- 金利の決定に関する基本的な考え方は、「金融資産の需要と供給で金利は決まる」というものである。価格の伸縮性に関する評価に応じて、実物経済要因と貨幣的要因を重視するそれぞれの立場があるが、いずれにおいても経済のファンダメンタルズが重要な決定ファクターである。
- 長期金利と短期金利を特に区別して考える「金利の期間構造」理論において、もっともベースとなるのが「期待仮説」である。その基本的発想は、「長期金利は短期資産をロールオーバーした運用収益率に等しくなる」、すなわち「長期金利は将来の短期金利の期待値から想定される収益率と裁定関係にある」というものである。
- 期待理論をより精緻化して現実に近付けるために、期間毎のプレミアムを想定することが多い。そのための仮説が、(1)残存期間が長いほどプレミアムは大きくなるとする流動性選好仮説、(2)債券市場は残存期間毎に分断されており各期間毎の需要と供給から利回りが決まるとする特定期間選好仮説である。また、プレミアムは時間を通じて変化するとの見方が有力である。

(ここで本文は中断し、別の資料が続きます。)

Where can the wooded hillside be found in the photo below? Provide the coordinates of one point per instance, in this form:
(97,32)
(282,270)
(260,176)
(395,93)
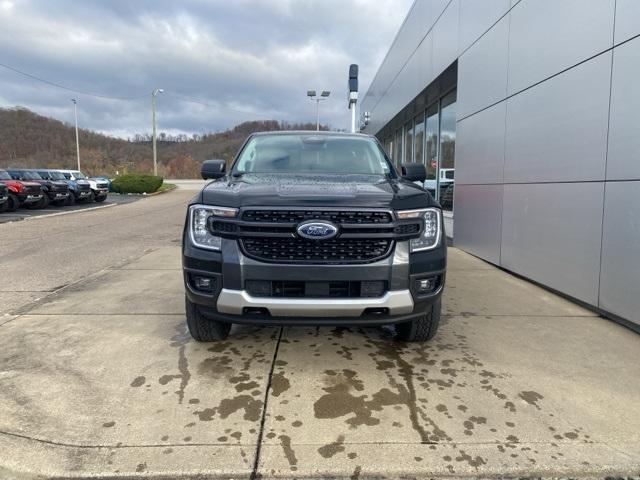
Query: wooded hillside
(31,140)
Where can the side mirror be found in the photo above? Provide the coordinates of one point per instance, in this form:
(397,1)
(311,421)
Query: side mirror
(213,169)
(414,172)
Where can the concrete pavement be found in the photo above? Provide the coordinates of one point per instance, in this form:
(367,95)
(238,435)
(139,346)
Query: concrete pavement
(43,256)
(101,380)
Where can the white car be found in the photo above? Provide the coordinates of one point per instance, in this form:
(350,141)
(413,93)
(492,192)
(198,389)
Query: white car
(99,187)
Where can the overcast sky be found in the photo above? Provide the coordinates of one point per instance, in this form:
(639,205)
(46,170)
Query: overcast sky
(245,59)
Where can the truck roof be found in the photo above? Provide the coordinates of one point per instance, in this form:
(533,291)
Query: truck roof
(314,133)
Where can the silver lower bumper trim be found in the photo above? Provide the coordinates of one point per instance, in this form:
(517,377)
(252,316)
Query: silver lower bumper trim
(398,302)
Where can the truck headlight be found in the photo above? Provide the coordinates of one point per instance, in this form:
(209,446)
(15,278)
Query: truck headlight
(198,225)
(430,236)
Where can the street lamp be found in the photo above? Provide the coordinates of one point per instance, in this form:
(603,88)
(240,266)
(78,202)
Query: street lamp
(75,113)
(323,96)
(154,94)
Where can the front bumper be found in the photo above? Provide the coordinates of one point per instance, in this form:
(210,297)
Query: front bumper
(236,302)
(28,199)
(56,196)
(230,301)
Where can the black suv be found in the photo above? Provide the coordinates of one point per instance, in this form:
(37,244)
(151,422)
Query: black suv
(4,198)
(55,192)
(313,228)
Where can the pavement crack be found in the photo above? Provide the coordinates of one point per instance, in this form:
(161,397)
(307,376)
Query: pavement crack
(256,462)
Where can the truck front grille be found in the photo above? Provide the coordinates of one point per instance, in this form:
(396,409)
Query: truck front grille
(329,289)
(300,250)
(271,235)
(297,216)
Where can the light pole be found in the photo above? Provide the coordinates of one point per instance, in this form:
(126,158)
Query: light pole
(75,113)
(323,96)
(154,94)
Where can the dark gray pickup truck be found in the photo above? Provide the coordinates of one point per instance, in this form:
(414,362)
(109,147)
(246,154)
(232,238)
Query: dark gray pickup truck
(313,228)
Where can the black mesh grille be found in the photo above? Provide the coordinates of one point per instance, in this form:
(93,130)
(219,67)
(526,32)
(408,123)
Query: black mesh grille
(330,289)
(336,250)
(296,216)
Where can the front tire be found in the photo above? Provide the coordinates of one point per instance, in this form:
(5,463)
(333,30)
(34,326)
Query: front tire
(422,328)
(203,329)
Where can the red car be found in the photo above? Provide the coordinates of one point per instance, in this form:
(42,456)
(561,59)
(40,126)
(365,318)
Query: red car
(20,193)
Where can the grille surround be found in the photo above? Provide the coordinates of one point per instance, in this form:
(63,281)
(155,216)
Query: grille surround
(269,235)
(300,250)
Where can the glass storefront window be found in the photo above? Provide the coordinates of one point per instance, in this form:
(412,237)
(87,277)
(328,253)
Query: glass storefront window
(431,150)
(418,142)
(447,149)
(408,142)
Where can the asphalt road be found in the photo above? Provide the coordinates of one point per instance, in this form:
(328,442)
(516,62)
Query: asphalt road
(41,256)
(100,379)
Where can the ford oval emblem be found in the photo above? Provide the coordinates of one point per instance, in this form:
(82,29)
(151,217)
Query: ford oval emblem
(314,230)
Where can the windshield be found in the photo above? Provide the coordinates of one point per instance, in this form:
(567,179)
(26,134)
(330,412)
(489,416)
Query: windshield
(31,175)
(312,154)
(52,175)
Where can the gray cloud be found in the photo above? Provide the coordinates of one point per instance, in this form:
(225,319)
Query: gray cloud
(257,57)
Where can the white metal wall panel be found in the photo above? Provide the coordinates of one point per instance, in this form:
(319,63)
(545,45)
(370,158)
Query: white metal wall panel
(478,211)
(620,277)
(548,36)
(482,71)
(551,234)
(623,161)
(627,20)
(480,147)
(382,99)
(445,39)
(476,17)
(557,130)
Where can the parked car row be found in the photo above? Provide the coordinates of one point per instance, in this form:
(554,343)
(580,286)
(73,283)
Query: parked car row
(38,188)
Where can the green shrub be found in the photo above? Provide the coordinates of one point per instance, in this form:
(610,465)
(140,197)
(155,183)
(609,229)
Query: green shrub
(136,183)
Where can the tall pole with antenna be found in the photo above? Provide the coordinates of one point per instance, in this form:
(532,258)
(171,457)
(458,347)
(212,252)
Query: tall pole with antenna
(154,94)
(75,113)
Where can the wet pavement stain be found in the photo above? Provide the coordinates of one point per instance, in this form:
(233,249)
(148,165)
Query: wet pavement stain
(531,398)
(328,451)
(252,408)
(475,462)
(279,384)
(356,473)
(285,442)
(138,381)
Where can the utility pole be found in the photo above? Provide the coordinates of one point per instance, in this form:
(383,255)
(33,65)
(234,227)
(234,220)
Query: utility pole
(75,112)
(154,94)
(323,96)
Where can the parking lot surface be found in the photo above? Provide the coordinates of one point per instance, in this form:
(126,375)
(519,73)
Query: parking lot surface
(100,379)
(25,213)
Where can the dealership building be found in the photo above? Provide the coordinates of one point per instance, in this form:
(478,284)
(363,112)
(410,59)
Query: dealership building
(526,115)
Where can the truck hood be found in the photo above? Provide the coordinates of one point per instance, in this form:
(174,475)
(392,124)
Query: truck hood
(314,190)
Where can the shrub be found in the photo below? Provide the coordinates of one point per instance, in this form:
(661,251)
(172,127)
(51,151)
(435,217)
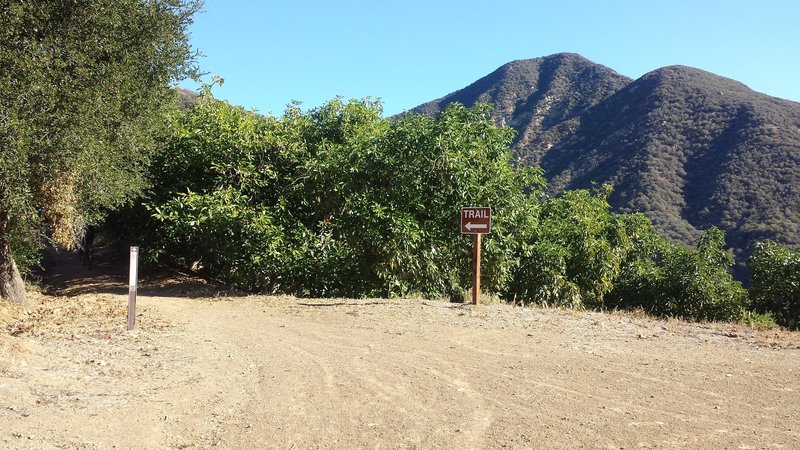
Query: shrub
(775,282)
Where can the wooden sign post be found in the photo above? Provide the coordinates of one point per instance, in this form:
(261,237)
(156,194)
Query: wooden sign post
(134,274)
(476,221)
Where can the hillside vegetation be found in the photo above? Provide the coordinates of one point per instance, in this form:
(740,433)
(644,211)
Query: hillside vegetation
(688,148)
(338,201)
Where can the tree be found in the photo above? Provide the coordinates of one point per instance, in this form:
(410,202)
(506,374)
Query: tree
(82,85)
(338,201)
(775,282)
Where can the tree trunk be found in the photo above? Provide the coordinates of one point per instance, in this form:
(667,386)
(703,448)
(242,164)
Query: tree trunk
(11,285)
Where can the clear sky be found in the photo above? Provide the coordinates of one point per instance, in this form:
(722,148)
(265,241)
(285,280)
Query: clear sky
(407,52)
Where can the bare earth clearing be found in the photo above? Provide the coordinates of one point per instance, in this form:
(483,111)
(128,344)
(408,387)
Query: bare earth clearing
(279,372)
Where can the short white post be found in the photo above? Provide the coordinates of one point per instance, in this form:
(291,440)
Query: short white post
(134,273)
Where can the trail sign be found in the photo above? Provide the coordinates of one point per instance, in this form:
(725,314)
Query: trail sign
(476,220)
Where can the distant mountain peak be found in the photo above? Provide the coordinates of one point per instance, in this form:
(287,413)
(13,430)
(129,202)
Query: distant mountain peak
(687,147)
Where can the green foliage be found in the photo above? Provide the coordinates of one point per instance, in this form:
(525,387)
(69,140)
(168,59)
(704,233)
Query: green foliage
(338,201)
(775,282)
(575,253)
(82,86)
(667,279)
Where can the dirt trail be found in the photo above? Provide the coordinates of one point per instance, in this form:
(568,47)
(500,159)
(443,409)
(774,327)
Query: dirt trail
(280,372)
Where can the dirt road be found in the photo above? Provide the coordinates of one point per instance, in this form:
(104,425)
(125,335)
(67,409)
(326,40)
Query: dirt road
(280,372)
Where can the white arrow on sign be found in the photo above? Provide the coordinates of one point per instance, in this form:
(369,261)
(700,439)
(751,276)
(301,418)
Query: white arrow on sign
(475,226)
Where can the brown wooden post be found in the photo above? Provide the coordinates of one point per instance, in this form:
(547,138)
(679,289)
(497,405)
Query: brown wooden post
(476,269)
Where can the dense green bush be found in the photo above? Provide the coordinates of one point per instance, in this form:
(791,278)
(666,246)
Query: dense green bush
(574,254)
(338,201)
(667,279)
(775,282)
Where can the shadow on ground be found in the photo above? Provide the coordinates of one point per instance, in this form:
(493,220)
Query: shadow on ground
(64,275)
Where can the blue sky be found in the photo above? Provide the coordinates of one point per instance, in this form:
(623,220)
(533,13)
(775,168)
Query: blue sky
(407,52)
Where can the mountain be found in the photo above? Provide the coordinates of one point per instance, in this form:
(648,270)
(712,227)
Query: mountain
(686,147)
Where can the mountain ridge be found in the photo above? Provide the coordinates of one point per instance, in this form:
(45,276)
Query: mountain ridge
(687,147)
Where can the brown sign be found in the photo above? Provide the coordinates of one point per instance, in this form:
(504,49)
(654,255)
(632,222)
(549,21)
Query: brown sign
(476,220)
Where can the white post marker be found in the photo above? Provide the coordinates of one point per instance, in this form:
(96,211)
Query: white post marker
(134,273)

- 長期金利は満期が長いため物価変動の影響を受けやすいが、名目金利と実質金利の関係を説明する有力な仮説が、「名目金利は実質金利と期待インフレ率の和になる」とするフィッシャー仮説である。
- 期待仮説、プレミアム仮説、フィッシャー仮説のいずれについても実証研究を困難にしているのが、対象とする変数が直接観察できない点にある。この点について、各研究とも、別途時系列モデルにより変数の推計値を作成したり、データの選択を工夫するなど腐心している。もっとも、その結果を総じてみれば、各仮説とも一定の説明力を持っているとみられる。
- 異なる期間の金利格差をみる期間構造に対し、信用リスクや流動性などから生じる金利格差をみる視点が「リスク構造」である。例えば、格付けは信用リスクを表す重要な指標である。国債は他の債券に比べ、信用度、流動性とも優れていることからリスク構造上のベンチマークとされるのが一般的である。また、信用不安が高まったり、政府債務残高が膨れ上がると、その国の債券市場におけるリスク構造に変化が生じることになる。
- 実際の予測については、学界・実務関係者の見解も考慮していえば、圧倒的に説明力の高い単一のモデルがあるわけではなく、(1)ベースとする理論モデル、(2)説明変数の選定、(3)モデルの形式、(4)予測期間毎のモデルの使い分け、(5)異なる期間モデルの接合、(6)推計期間などを考慮しつつ、適合性がよく使いやすいモデルを模索することになる。